Texto em vigor: Na jornada 12 X 36 (12 horas de trabalho seguidas por 36 horas de descanso), o trabalhador poderia negociar diretamente com o empregador e em acordo individual escrito.

O que muda: A MP desta terça revoga a permissão e exige que a negociação seja feita por meio de convenção coletiva ou acordo coletivo. A MP também abre exceção às entidades atuantes no setor de saúde, que poderão fazer acordo individual sobre a jornada de trabalho.

Grávidas e lactantes

Texto em vigor: Permitia grávidas e lactantes a trabalhar em ambientes insalubres se o risco fosse considerado baixo por um médico.

O que muda: A MP determina o afastamento da gestante de qualquer atividade insalubre enquanto durar a gestação. Mas a gestante poderá trabalhar em local insalubre em graus médio ou mínimo se, voluntariamente, ela apresentar atestado de saúde emitido por médico da confiança dela autorizando a atividade.

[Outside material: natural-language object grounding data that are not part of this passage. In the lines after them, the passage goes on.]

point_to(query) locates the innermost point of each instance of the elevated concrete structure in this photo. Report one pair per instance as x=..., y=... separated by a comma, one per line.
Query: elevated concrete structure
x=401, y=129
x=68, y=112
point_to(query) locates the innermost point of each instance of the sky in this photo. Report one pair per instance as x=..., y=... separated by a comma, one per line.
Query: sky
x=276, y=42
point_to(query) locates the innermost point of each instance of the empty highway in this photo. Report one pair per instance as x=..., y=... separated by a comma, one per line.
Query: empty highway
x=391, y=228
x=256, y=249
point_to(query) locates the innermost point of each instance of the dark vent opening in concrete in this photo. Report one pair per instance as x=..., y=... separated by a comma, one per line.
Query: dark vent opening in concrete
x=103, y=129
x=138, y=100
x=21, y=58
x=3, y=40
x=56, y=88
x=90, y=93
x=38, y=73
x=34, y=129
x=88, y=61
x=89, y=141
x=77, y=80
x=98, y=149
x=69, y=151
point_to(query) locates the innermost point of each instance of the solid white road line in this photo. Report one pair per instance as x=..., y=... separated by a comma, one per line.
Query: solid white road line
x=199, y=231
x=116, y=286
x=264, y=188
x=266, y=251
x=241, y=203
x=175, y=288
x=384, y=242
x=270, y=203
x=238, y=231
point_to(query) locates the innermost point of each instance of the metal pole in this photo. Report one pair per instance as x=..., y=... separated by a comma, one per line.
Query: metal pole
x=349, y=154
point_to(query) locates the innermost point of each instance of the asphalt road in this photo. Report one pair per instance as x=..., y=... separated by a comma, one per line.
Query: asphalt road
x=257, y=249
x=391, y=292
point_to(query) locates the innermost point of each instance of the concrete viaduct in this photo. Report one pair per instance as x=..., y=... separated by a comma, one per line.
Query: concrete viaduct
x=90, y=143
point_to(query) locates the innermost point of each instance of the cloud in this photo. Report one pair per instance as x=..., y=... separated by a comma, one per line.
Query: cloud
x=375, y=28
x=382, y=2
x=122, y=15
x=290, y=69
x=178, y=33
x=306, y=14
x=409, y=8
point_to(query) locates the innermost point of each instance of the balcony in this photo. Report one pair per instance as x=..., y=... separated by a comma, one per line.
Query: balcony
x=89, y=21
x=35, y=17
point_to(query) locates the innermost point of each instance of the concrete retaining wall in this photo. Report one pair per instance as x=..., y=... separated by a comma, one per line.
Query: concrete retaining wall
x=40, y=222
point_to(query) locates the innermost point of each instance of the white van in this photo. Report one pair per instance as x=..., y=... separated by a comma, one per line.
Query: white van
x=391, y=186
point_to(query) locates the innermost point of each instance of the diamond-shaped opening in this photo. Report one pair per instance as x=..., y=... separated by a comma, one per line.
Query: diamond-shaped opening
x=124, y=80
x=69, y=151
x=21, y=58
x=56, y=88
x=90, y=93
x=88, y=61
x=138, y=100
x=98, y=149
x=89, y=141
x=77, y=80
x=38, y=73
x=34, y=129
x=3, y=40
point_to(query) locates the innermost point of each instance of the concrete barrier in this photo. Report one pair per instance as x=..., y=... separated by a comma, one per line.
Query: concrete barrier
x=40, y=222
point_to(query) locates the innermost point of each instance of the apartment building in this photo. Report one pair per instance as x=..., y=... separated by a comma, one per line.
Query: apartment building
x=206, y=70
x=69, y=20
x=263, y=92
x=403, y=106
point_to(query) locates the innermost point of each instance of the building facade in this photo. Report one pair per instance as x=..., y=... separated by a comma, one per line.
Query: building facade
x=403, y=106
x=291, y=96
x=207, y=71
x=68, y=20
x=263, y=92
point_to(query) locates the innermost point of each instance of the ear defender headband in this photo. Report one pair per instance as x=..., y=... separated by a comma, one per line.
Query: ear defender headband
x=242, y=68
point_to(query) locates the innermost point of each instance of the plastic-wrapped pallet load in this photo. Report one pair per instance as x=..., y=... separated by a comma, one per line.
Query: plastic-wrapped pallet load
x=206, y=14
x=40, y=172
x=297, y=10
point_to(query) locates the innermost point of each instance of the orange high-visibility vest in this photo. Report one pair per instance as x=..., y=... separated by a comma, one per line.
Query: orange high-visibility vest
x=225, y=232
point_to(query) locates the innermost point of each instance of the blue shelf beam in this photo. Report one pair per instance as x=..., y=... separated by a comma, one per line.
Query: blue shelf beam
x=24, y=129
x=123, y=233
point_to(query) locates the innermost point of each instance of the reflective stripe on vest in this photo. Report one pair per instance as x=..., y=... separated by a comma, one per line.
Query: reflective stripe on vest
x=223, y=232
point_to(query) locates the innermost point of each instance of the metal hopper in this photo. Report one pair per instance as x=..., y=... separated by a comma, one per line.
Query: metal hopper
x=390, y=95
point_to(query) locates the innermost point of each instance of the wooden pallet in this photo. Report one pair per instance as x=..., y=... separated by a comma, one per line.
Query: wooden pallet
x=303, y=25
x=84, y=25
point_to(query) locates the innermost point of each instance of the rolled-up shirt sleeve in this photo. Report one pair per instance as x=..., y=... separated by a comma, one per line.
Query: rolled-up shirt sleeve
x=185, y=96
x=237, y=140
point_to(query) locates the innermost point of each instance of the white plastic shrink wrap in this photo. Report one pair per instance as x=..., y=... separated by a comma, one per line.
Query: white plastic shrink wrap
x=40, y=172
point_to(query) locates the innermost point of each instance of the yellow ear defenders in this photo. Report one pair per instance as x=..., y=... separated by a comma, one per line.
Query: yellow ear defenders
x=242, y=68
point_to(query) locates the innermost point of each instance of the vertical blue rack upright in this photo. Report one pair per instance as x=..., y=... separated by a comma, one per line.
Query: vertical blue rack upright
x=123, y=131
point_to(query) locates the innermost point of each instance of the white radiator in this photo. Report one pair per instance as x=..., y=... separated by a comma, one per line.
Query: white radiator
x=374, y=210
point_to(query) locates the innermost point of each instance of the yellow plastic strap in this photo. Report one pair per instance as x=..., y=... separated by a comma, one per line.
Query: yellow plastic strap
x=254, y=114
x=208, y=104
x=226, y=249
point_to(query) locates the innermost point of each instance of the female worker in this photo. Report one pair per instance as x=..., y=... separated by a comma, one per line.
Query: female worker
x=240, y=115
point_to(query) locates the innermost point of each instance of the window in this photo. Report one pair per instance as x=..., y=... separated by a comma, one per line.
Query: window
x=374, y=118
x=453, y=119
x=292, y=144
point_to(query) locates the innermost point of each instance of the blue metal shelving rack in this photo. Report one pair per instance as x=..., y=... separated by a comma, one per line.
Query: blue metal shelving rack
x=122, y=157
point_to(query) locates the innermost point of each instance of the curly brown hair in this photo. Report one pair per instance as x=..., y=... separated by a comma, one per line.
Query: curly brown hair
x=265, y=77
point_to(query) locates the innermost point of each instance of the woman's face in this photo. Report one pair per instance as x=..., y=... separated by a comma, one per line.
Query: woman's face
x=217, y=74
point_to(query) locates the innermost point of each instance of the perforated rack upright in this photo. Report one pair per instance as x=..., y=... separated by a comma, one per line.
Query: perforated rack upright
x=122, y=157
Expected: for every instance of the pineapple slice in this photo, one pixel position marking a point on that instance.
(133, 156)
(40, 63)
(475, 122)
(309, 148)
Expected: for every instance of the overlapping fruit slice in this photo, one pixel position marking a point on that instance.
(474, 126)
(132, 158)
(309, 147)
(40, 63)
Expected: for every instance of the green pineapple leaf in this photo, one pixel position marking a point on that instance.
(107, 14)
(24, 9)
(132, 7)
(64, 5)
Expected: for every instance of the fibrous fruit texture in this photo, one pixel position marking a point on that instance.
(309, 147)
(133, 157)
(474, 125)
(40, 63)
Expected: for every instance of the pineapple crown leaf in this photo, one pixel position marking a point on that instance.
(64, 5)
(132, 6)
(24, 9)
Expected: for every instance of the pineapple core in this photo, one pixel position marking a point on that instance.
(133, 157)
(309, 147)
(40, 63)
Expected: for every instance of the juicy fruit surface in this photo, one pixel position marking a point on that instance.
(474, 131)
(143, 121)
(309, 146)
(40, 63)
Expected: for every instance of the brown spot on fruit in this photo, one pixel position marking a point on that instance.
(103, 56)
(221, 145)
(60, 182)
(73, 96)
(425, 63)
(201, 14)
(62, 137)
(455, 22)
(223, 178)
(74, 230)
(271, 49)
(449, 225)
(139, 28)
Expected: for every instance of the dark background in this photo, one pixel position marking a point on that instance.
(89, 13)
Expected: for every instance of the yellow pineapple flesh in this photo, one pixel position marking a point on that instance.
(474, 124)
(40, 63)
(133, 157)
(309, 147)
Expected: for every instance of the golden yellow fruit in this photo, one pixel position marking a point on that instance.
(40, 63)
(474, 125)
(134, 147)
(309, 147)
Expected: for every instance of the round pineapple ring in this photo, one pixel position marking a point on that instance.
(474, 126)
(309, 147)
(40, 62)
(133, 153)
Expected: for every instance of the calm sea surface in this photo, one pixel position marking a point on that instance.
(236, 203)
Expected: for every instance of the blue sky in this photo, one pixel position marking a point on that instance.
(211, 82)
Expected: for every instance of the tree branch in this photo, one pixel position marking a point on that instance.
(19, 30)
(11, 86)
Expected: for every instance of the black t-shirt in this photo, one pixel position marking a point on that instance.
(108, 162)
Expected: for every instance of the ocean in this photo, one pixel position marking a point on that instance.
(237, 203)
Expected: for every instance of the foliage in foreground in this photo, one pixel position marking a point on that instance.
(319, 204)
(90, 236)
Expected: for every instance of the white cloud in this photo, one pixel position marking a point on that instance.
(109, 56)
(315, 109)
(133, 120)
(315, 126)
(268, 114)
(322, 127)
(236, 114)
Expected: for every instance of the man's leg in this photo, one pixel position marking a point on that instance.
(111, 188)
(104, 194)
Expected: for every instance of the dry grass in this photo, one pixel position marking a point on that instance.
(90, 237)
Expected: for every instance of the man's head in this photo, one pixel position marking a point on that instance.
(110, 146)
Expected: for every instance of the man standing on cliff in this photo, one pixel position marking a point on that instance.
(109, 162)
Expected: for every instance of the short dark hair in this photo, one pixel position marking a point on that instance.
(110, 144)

No caso da empregada lactante, ela será afastada de atividades insalubres em qualquer grau se apresentar atestado emitido por médico da confiança dela recomendando o afastamento no período.

Autônomos

A MP estabelece as seguintes regras para a contratação de autônomos:

>> Proíbe cláusula de exclusividade no contrato;

>> Define que não caracteriza a qualidade de empregado se o autônomo prestar serviços a apenas uma empresa;

>> Autoriza que o autônomo preste serviços de qualquer natureza a outros tomadores de serviços que podem ser ou não da mesma atividade econômica, sob qualquer modalidade de contrato de trabalho;

>> O trabalhador poderá recusar fazer atividade pedida pelo contratante, mas com a aplicação de penalidade prevista em contrato;

>> Motoristas, representantes comerciais, corretores de imóveis e trabalhadores de outras categorias relacionadas a atividades compatíveis com o contrato autônomo não serão considerados empregados.

Dano extrapatrimonial

Texto em vigor: Previa no trecho sobre reparação de danos que a honra, a imagem, a intimidade, a liberdade de ação, a autoestima, a sexualidade, a saúde, o lazer e a integridade física são bens juridicamente tutelados inerentes à pessoa física. O pagamento de indenizações dessa natureza poderia variar de 3 a 50 vezes o último salário contratual da pessoa ofendida.

O que muda: São adicionados a esse tipo de bem etnia, idade, nacionalidade, gênero e orientação sexual; a palavra sexualidade foi retirada e a expressão "pessoa física" foi substituída por "pessoa natural". A indenização poderá variar de 3 a 50 vezes o teto do benefício pago pelo INSS (R$ 5.531) - o valor vai variar conforme a natureza da ofensa, de leve a gravíssima.

Reincidência: O texto em vigor previa que, em caso de reincidência, o juízo poderia elevar o valor da indenização ao dobro. O novo texto adiciona a previsão de que a reincidência só estará caracterizada se ocorrer num prazo de até dois anos após o fim da tramitação na Justiça da primeira ação. A MP também acrescenta que os parâmetros para pagamento de reparação "não se aplicam aos danos extrapatrimoniais decorrentes de morte".

Polêmica

Como uma MP entra em vigor imediatamente, antes mesmo de análise pelo Congresso, a decisão do governo de fazer os ajutes na nova lei trabalhista utilizando esse instrumento gerou uma queda de braço entre o líder do governo no Senado, Romero Jucá (PMDB-RR), e o presidente da Câmara dos Deputados, Rodrigo Maia (DEM-RJ).

Jucá defendeu que os ajustes fossem feitos por meio de MP para os efeitos passarem a valer imediatamente.

O líder do governo também argumentou que, se os ajustes fossem enviados como projeto de lei, teriam tramitação mais lenta no Congresso.

Maia, por sua vez, queria que as mudanças fossem feitas por projeto de lei, por considerar que a MP poderia configurar uma interferência do governo nos trabalhos do Legislativo.

Em meio a esta polêmica, o presidente do Congresso Nacional, senador Eunício Oliveira (PMDB-CE), defendeu, assim como Jucá, que os ajutes fossem feitos por MP.